Peering into droplets
In 2019, researchers led by Michael Rosen at UT Southwestern Medical Center discovered that synthetic nucleosomes in the lab merge into membrane-less droplets called condensates.
These behave like oil droplets in water, a process known as phase separation, and could mimic how chromatin compacts inside cells.
To truly understand the physics and structure of these droplets, scientists needed to look inside them. That required imaging individual chromatin fibers and nucleosomes inside condensates that no team had fully achieved until now.
Researchers from UT Southwestern, UC San Diego, the University of Cambridge, and HHMI’s Janelia Research Campus have now produced the most detailed images ever captured of molecules inside synthetic chromatin condensates.
Using advanced imaging at Janelia, the team visualized how chromatin fibers and nucleosomes pack within these droplet-like structures. They also applied the same techniques to examine native chromatin inside cells.

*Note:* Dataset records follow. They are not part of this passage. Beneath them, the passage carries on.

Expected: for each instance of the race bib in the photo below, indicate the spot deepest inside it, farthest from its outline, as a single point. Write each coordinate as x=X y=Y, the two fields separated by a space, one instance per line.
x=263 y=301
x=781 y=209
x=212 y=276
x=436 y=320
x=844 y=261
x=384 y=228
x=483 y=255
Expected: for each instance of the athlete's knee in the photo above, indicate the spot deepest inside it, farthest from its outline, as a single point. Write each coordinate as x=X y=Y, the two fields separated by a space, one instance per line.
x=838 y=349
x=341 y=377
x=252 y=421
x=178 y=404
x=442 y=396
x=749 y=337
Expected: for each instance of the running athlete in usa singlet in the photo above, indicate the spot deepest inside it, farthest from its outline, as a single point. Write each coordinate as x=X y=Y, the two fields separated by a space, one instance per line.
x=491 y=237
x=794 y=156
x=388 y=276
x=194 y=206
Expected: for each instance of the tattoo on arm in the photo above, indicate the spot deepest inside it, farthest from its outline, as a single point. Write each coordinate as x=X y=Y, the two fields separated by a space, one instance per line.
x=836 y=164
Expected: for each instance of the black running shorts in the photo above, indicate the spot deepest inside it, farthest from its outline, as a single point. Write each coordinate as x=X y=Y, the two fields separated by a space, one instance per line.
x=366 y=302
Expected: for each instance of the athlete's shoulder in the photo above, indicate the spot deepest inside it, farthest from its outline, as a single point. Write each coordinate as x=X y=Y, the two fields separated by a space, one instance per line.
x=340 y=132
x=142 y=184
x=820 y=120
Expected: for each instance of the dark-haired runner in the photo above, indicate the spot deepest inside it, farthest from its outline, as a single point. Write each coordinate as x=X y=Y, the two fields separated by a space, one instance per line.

Their method relied on cryo-electron tomography (cryo-ET), which generates 3D reconstructions of biological molecules in near-native states.
Freeze, mill, image
First, the samples were flash-frozen to –180°C, locking every molecule in place. Then, using cryo-focused ion beam milling, researchers carved the sample into 100-nanometer-thin slices—thin enough for high-resolution imaging.

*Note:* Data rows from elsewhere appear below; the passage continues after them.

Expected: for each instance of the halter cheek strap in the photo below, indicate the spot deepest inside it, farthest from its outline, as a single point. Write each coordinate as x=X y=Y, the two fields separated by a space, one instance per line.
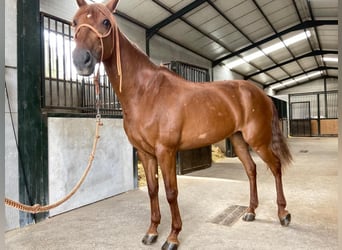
x=115 y=37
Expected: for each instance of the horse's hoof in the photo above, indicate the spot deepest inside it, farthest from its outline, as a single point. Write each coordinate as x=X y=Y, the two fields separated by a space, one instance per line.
x=149 y=239
x=285 y=221
x=169 y=246
x=249 y=217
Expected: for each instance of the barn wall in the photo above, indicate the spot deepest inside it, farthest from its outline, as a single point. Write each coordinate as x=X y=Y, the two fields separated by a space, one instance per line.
x=11 y=153
x=70 y=144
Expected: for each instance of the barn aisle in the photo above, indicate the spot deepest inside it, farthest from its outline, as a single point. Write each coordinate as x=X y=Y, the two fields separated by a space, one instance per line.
x=120 y=222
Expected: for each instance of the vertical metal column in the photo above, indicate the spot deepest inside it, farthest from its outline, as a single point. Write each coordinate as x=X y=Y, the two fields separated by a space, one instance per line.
x=32 y=127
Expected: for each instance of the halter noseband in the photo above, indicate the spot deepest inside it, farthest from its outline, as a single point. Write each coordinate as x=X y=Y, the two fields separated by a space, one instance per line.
x=115 y=32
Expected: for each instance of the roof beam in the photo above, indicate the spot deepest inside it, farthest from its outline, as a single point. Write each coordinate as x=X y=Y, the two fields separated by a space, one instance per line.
x=155 y=28
x=310 y=54
x=322 y=68
x=309 y=80
x=301 y=26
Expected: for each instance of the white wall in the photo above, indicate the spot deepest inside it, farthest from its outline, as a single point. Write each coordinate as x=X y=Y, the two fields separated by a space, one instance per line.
x=70 y=145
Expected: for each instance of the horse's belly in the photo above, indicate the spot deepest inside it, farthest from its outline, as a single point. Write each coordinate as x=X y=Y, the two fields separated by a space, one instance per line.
x=198 y=137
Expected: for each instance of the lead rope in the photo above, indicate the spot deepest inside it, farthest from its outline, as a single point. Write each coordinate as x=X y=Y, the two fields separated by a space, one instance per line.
x=37 y=208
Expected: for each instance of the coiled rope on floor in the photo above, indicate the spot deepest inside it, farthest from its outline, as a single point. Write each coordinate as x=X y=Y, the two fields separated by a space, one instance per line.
x=37 y=208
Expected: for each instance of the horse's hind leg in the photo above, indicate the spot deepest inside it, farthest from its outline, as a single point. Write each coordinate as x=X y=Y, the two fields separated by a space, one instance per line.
x=242 y=151
x=167 y=160
x=151 y=171
x=274 y=164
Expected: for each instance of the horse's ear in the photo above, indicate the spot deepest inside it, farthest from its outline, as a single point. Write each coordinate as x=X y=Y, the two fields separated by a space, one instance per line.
x=81 y=3
x=112 y=4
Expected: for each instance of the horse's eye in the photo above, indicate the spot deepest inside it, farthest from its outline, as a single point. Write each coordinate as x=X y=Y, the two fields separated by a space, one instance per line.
x=106 y=23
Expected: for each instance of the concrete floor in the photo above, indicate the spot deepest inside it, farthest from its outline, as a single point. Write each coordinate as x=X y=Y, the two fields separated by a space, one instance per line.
x=120 y=222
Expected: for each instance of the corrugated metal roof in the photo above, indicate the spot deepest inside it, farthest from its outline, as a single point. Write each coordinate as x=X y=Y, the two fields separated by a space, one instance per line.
x=224 y=31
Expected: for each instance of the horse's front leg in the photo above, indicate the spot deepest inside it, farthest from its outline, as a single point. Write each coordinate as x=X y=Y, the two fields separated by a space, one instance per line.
x=151 y=171
x=167 y=161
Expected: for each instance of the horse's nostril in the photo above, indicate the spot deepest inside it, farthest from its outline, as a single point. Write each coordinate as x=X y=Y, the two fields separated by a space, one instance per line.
x=87 y=59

Cr yo-ET captured dozens of projection images of each slice from different angles. Computational processing then stitched those projections into detailed 3D views of the condensates and their molecular arrangements.
By combining this imaging with simulations and light microscopy, the team mapped how chromatin fibers interact and form droplet networks. They found that the length of linker DNA—the segment between nucleosomes—plays a critical role in how fibers organize inside condensates.
These structural features help explain why some chromatin types phase-separate more readily than others, and why different condensates show different material properties.
The team also discovered that synthetic condensates closely mimic how DNA is compacted inside cells.
“The work has allowed us to tie the structures of individual molecules to macroscopic properties of their condensates, really for the first time,” Rosen said. “I’m certain that we’re only at the tip of the iceberg.”
Huabin Zhou, lead author of the study, added that understanding condensate behavior could reveal how abnormal condensation contributes to diseases. “By doing this research, we will better understand how abnormal condensation could lead to different diseases,” Zhou said.
The findings also offer a framework for studying other biomolecular condensates involved in gene regulation, stress responses, and cellular organization, shedding light on how these membrane-less droplets keep cells functioning and what happens when they fail.